Improving Undergraduate Science Education Students’ Argumentation Skills through Debates on Socioscientific Issues

M. Martini, W. Widodo, A. Qosyim, M. A. Mahdiannur, B. Jatmiko


This research aims to examine undergraduate students’ argumentation skills during and after the learning process in the classroom setting and their responses toward the implementation of socioscientific issues (SSI) through debate in the learning process. This research involved 32 undergraduate students and implemented design-based research with pretest and posttest in a natural classroom setting using three topics of SSI debate that widely discussed in Indonesia: Nuclear Powerplant (Topic 1), Food Preservation (Topic 2), and Genetically Modified Organism (Topic 3). Data was collected using observation sheets, tests, and questionnaires. Observation is to measure argumentation ability when applying the debate method in class settings, the test measures the improvement of argumentation skills, and questionnaires measure students’ responses to the application of the debate method. In this study, argumentation scores were obtained from six indicators and divided by a maximum score of 24 times 100. Normalized gain (N-gain) was calculated to determine the effectiveness of the intervention in the classroom.
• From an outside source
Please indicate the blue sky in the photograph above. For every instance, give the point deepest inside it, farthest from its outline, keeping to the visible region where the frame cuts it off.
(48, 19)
T-test was also conducted to test the significance of the differences in the pretest and posttest results on argumentation skills.  The results obtained in this study are: the argumentation skills score during the learning process for six groups were 95, 80.6, 90.3, 95, 83.3, and 77.5; the mean score of pretest and posttest were 52.22 ± 6.62 and 85.78 ± 4.72. The consistency of opinions shows the change from “agree” to “disagree” for Topics 1 and 3. The undergraduate students agree and consistently agree toward Topic 2. The paired t-test result also shows that the intervention statistically has a significant difference between the two means, indicating that the undergraduate students’ argumentation skills are better than before the intervention. Otherwise, most of the undergraduate students respond positively toward the implementation of the debate related to SSI. Despite some limitations, the debate on SSI can improve argumentation skills in classroom settings, especially in science education majors.